El consorcio se completa con Arcos Saneamento e Participações, del Grupo Equipav, y PHX Aqua AR B.V. Arcos aporta la experiencia internacional en el negocio de agua y saneamiento: opera en Brasil los servicios de agua potable y alcantarillado bajo la marca Águas do Rio, luego de adjudicarse en 2021 una de las mayores concesiones del sector en ese país. PHX, en cambio, es un vehículo de inversión con sede en los Países Bajos. En la presentación del consorcio, Arcos fue designada como operador técnico, mientras que PHX participa como socio financiero.

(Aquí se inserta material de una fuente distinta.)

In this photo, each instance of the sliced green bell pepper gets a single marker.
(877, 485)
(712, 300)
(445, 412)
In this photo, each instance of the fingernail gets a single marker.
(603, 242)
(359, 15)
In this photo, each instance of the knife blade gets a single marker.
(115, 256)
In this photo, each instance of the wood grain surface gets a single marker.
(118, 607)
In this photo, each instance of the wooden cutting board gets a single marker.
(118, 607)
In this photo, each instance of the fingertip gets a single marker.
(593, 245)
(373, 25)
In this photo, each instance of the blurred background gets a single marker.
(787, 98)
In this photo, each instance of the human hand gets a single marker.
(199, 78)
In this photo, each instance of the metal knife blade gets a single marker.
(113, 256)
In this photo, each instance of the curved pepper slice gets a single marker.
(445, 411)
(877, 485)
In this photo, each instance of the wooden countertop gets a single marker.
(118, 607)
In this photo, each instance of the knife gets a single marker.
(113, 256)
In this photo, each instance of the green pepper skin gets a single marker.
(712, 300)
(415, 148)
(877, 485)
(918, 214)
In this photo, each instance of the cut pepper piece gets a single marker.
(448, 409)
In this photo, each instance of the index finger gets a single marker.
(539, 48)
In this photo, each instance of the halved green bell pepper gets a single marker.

Los vínculos con el oficialismo. Román tiene una larga trayectoria en el mundo empresario y, pese a su extremo bajo perfil, su nombre fue noticia en distintas oportunidades durante el mileísmo. En septiembre de 2025, PERFIL contó que, a través de sus compañías, el empresario fue aportante de la campaña de La Libertad Avanza. En concreto, Direct Group y Lógico colaboraron con $20 millones cada para el partido oficialista.
Ya con Javier Milei en la Casa Rosada, otra de sus firmas, Urbano Express, quedó en el centro de una polémica por una licitación del PAMI para distribuir pañales para adultos. El proceso fue cuestionado por la rapidez de la convocatoria y por las condiciones de la licitación. Se habló de direccionamiento, pero no se presentó ninguna denuncia formal y la acusación quedó en el terreno mediático.

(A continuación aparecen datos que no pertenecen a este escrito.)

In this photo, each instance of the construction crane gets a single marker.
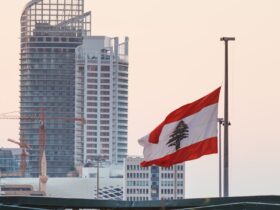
(43, 178)
(24, 153)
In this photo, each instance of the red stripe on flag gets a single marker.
(194, 151)
(185, 111)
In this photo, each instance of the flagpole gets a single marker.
(226, 121)
(220, 121)
(175, 181)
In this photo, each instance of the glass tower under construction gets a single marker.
(50, 32)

El apellido Román, además, aparece en la web vinculado al de los hermanos Neuss, los empresarios amigos de Santiago Caputo. En las últimas semanas, en la prensa los mencionaron como los posibles actores detrás de la oferta por Aysa aunque no hay, al menos hasta ahora, ningún elemento público que permita sostener la hipótesis.
Algo similar sucedió durante la licitación de la Hidrovía, cuando comenzaron a circular versiones periodísticas que ubicaban a los Neuss como los hombres detrás de la participación de Servimagnus. En ese caso, tampoco se logró acreditar públicamente una sociedad entre los dos grupos. “Fue una operación”, dicen algunos en el sector.
Detrás de Servimagnus también está la historia familiar. Leonardo Román es hijo de Ricardo, uno de los cuatro hermanos que en los ‘90 se repartieron los negocios familiares: además de Walter, están Alfredo, quien quedó al frente de Grupo Román, y Oscar, que se dedicó al negocio inmobiliario. Los cuatro habían heredado el emporio de transporte y logística construido por su padre, Alfredo Simón Román, desde 1946. La siguiente generación también extendió las conexiones del apellido: Karina Román, hija de Alfredo, preside Puerto Asís y participó del último Foro Llao Llao, el encuentro económico organizado por Eduardo Elsztain.
Hay algo que es cierto: los Román pasan cada vez menos desapercibidos. La Hidrovía primero y ahora AySA colocaron a dos integrantes de la familia en el centro de operaciones millonarias.